Minister of Finance
- Incumbent
- Assumed office July 2024
- President: Bajram Begaj
- Prime Minister: Edi Rama
- Preceded by: Ervin Mete

Executive Director of the National Agency of Natural Resources
- In office 15 January 2024 – July 2024
- Preceded by: Adrian Bylyku
- Succeeded by: Erlind Sulo

Personal details
- Born: 13 October 1978 (age 47) Tirana, PSR Albania
- Alma mater: University of Tirana University of Wisconsin–La Crosse Georgetown University
- Profession: Economist, financial consultant

= Petrit Malaj =

Albanian politician (born 1978)

Petrit Malaj (born 13 October 1978) is an Albanian economist and politician who has served as the Minister of Finance of Albania since July 2024.

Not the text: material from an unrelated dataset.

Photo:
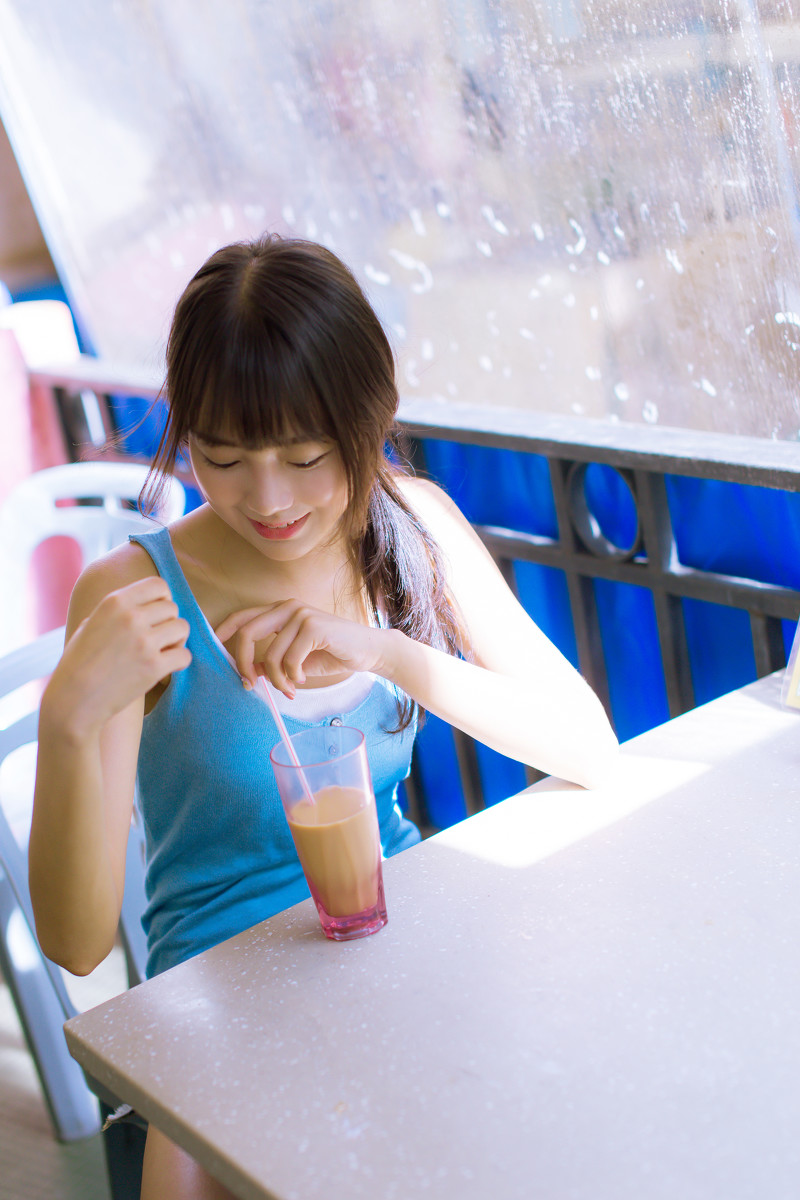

== Early life and education ==

Malaj was born in Tirana in 1978. He graduated in 2001 with a degree in Finance and Banking from the Faculty of Economics at the University of Tirana. He later earned a master's degree in Business Administration from the University of Wisconsin–La Crosse in the United States. Additionally, he also completed professional training in banking and finance at Georgetown University.

== Career ==

From 2010 onward, he held a leadership position at BDO Albania, part of the global BDO network offering financial and consulting services. He has also worked in the Albanian banking sector, including at Raiffeisen Bank and the Italo-Albanian Bank, ( part of the Intesa Sanpaolo Banking Group).

In January 2024, he was appointed Executive Director of the National Agency of Natural Resources (AKBN). He assumed the role of Minister of Finance later that year, under the government of Edi Rama.